Une génération victime de « réformes destructrices »

« Les suppressions massives de postes (80 000 en cinq ans), la disparition de la formation des enseignants, l’assouplissement de la carte scolaire, la semaine de 4 jours n’ont malheureusement pas encore produit la plénitude de leurs effets négatifs », déplore en effet Vincent Peillon.

Le ministre souligne « la difficulté d’une action publique en profondeur » quand les conséquences sur les résultats « de la génération qui aura été victime de ces réformes destructrices » se font encore ressentir.
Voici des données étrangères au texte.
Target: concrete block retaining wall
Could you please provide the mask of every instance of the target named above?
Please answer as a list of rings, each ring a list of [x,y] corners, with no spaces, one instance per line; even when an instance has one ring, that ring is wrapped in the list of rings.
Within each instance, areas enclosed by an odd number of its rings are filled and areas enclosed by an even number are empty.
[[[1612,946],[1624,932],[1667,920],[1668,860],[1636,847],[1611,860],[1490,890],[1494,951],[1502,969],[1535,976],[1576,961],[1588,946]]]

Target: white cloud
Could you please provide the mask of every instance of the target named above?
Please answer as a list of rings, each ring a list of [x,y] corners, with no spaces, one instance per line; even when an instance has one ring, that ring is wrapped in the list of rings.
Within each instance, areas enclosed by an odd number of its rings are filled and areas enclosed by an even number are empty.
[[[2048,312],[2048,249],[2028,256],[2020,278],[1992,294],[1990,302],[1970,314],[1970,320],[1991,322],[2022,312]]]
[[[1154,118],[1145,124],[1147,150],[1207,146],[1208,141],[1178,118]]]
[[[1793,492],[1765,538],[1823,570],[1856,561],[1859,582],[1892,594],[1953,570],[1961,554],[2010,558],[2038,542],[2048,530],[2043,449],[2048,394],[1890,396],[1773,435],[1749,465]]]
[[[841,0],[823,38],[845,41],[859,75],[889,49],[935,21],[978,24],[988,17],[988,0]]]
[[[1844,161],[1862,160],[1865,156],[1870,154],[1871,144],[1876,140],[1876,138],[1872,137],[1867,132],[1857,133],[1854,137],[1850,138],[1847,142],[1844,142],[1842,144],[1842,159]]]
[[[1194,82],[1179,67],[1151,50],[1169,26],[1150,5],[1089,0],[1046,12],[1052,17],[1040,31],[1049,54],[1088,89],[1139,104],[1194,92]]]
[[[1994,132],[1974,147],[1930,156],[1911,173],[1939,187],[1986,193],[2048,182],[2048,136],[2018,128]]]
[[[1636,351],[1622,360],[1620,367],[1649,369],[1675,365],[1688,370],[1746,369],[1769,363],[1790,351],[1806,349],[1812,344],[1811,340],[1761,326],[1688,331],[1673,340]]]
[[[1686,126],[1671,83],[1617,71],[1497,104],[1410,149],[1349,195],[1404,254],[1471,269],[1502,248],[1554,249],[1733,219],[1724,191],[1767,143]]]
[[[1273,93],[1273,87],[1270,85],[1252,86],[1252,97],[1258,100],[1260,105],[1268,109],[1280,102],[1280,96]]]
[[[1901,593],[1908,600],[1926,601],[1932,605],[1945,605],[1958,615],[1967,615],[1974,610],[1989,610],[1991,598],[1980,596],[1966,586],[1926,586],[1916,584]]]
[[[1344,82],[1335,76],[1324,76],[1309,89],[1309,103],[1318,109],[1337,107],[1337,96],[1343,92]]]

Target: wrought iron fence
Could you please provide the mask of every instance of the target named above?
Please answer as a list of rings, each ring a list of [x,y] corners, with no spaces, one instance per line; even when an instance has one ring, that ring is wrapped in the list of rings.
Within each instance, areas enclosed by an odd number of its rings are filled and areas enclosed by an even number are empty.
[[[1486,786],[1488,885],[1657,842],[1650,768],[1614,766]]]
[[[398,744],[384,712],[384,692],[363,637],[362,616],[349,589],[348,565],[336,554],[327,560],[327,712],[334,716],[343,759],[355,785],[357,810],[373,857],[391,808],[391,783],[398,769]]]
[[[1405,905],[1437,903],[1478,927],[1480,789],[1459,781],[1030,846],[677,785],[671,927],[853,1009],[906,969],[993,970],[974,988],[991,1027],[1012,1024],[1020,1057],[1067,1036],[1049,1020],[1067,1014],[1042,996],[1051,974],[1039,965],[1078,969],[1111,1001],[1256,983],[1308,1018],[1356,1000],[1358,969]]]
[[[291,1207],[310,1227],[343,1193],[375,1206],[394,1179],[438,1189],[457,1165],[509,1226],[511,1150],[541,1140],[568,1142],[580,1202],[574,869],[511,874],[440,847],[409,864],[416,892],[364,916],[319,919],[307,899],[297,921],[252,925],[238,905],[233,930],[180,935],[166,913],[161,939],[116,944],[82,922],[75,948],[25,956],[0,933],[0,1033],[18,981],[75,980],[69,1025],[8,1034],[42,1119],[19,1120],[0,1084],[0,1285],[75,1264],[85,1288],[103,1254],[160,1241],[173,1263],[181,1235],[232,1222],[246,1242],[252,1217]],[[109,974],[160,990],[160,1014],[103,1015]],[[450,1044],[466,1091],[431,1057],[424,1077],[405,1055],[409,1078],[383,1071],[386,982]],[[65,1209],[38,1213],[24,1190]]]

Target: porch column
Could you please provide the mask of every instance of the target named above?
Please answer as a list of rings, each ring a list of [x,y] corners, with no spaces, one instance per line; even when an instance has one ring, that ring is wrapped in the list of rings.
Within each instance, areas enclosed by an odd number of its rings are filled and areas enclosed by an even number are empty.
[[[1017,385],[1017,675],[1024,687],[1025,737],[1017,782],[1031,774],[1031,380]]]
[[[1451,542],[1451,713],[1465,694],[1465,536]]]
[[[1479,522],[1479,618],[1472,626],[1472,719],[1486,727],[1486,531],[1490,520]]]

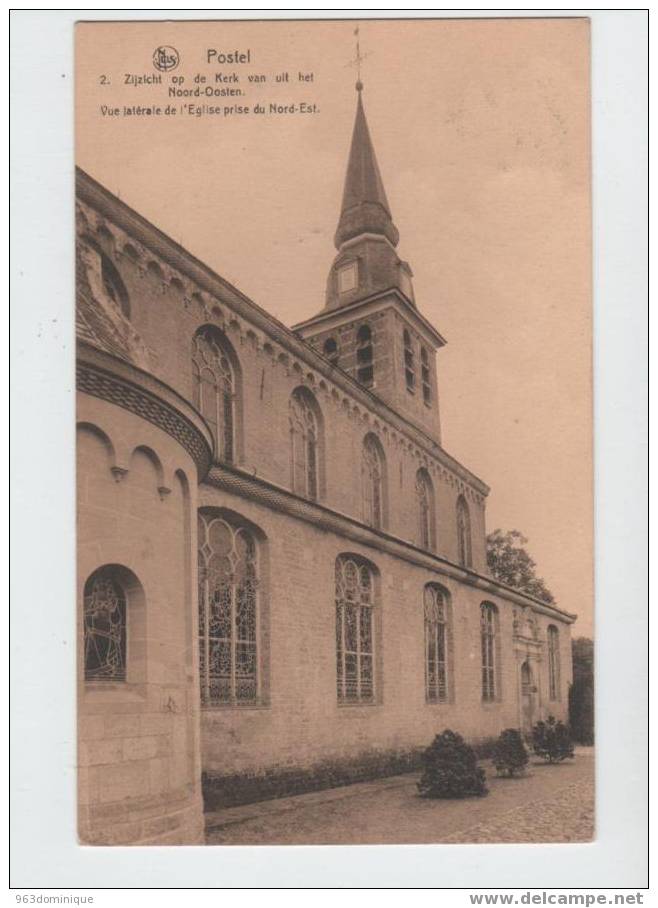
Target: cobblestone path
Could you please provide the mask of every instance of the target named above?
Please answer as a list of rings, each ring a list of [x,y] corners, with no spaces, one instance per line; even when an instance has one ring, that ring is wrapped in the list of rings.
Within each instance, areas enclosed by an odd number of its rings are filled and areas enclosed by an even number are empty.
[[[519,779],[484,764],[484,798],[430,801],[417,773],[231,807],[206,816],[209,845],[587,842],[594,836],[594,753]]]

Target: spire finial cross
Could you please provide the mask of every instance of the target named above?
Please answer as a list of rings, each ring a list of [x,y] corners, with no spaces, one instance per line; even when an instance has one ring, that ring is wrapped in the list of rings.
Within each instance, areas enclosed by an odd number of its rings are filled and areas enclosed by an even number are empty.
[[[361,81],[361,64],[366,57],[369,57],[370,54],[361,53],[361,45],[359,43],[359,26],[354,29],[354,37],[356,38],[356,55],[353,60],[350,60],[347,64],[348,66],[356,66],[356,90],[363,90],[363,82]]]

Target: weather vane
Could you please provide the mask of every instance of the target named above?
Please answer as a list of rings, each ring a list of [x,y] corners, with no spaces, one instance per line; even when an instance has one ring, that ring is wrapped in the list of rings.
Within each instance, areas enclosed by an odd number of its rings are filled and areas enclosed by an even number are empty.
[[[356,90],[361,91],[363,89],[363,82],[361,81],[361,63],[365,60],[366,57],[369,57],[370,54],[361,53],[358,25],[354,29],[354,36],[356,37],[356,57],[354,58],[354,60],[350,60],[347,66],[356,66]]]

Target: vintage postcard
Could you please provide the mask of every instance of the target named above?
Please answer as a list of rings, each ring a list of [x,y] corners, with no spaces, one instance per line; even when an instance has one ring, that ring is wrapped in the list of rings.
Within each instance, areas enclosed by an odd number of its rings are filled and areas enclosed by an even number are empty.
[[[591,841],[588,20],[75,57],[80,841]]]

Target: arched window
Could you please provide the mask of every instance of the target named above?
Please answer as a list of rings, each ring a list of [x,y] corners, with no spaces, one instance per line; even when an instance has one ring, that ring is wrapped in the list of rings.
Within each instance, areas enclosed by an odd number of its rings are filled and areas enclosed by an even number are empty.
[[[332,366],[338,365],[338,344],[333,337],[328,337],[322,347],[324,355]]]
[[[306,388],[296,388],[290,398],[292,489],[298,495],[318,497],[318,406]]]
[[[112,565],[84,588],[85,681],[126,680],[126,594]]]
[[[448,699],[448,598],[441,587],[428,583],[425,611],[425,695],[428,703]]]
[[[372,357],[372,331],[369,325],[361,325],[356,333],[356,377],[366,388],[372,387],[375,377]]]
[[[258,673],[258,550],[253,534],[224,517],[199,516],[201,703],[254,703]]]
[[[548,695],[560,699],[560,637],[554,624],[548,628]]]
[[[420,380],[423,386],[423,400],[426,404],[432,401],[432,387],[430,385],[430,358],[426,347],[420,348]]]
[[[372,703],[375,696],[375,578],[356,555],[336,559],[336,678],[339,703]]]
[[[235,456],[235,376],[221,333],[208,325],[197,331],[192,347],[197,409],[210,426],[218,460]]]
[[[418,544],[423,549],[434,549],[434,486],[427,470],[416,473],[416,499],[418,503]]]
[[[463,495],[457,499],[457,554],[460,564],[464,567],[472,566],[471,515]]]
[[[411,335],[406,328],[402,334],[402,341],[404,343],[404,379],[407,384],[407,391],[413,392],[416,388],[416,366]]]
[[[371,527],[384,526],[384,452],[375,435],[363,441],[363,519]]]
[[[480,606],[480,640],[482,644],[482,699],[491,701],[496,691],[496,606],[483,602]]]

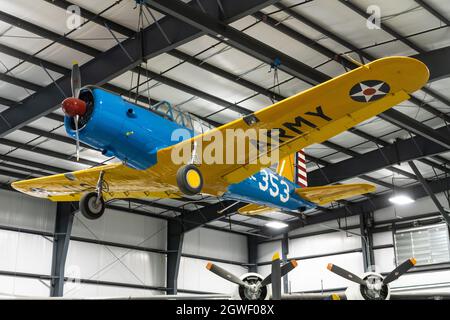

Il estime qu’il faudra « plus de quinze ans » pour mesurer les effets de sa refondation.

Il reproche en outre à l’ancien président de la République Nicolas Sarkozy « de ne pas avoir compris ce lien charnel et profond entre la République et son école et d’être allé chercher l’identité nationale de la France dans un rapport à l’immigration plutôt que dans un rapport à la connaissance ou à la liberté de conscience ».

Rythmes scolaires : l' »effort » des enseignants est « pris en compte »

Vincent Peillon tente également d’expliquer dans son ouvrage les réformes mises en place dans le cadre de la refondation, dont certaines, comme celle des rythmes scolaires, font polémique. Concernant cette dernière, le ministre rappelle notamment que « certains professeurs craignent d’y perdre. Or, ils ne travailleront pas […] davantage« . Il reconnaît toutefois que le retour du mercredi matin travaillé « représente un effort », qu’il indique avoir pris en compte.